Underworld, bilindiği gibi öyle kült bir film falan değil. Ne yeni bir şeyler kattı, ne de olanları geliştirdi. Ama "ortama biraz neşe katsın." türü filmler içerisindeki yeri sarsılmaz. Bu yüzden, zaten filmden büyük şeyler beklemek anlamsız. Geneli vasat olan serinin geri dönüş filmi, diğer filmlerinden daha iyi veya daha kötü değil. Lucian efendinin nasıl meydana geldiği, ortaçağ Avrupası'nda vampirlerin nasıl hükümranlık kurdukları ve Lycan namlı kurtadamlarımızın vampirlere karşı olan savaşı nasıl başlattıklarını anlatıyor.
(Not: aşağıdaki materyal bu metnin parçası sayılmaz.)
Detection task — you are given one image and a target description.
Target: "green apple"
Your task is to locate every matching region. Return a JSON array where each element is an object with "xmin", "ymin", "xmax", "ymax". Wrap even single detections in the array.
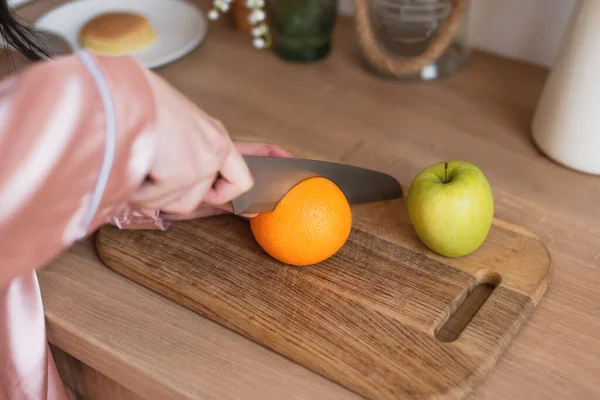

Kostümleri ve mekân tasarımları yönünden gayet başarılı olan bu filmi, oyunculukları ile ele alırsak; elimizde Michael Sheen ile Rhona Mitra'nın ortalama üstü performanslarından başka pek bir şey kalmıyor. Hatta filmi izlerken; diğer tüm oyuncular sadece figüran rollere bürünmüşler gibi bir hava da seziyoruz. Ki serinin kendi içinde önemli bir karakter olan Viktor efendi pek sönük kalıyor. Senaryo biraz daha çeşitlenseydi çok daha güzel bir film izleyebilirdik. Görsel efektleri ise tamamen sınıfta kalmış. Hatta diğer iki filmden daha geri gitmiş bile diyebiliriz. Lycan ırkı, şu salak online rpg oyunlarından fırlamış gibi gözüküyor. Üzerinde neredeyse hiç uğraşılmadığı belli oluyor. Yönetmenliktir, şudur, budur değinmeye gerek duymuyorum.

Önceki iki filmi izleyip de beğeni eşiğine yedirmiş olanlar, beklentiyi yüksek tutmamak kaydıyla filmden keyif alabilirler.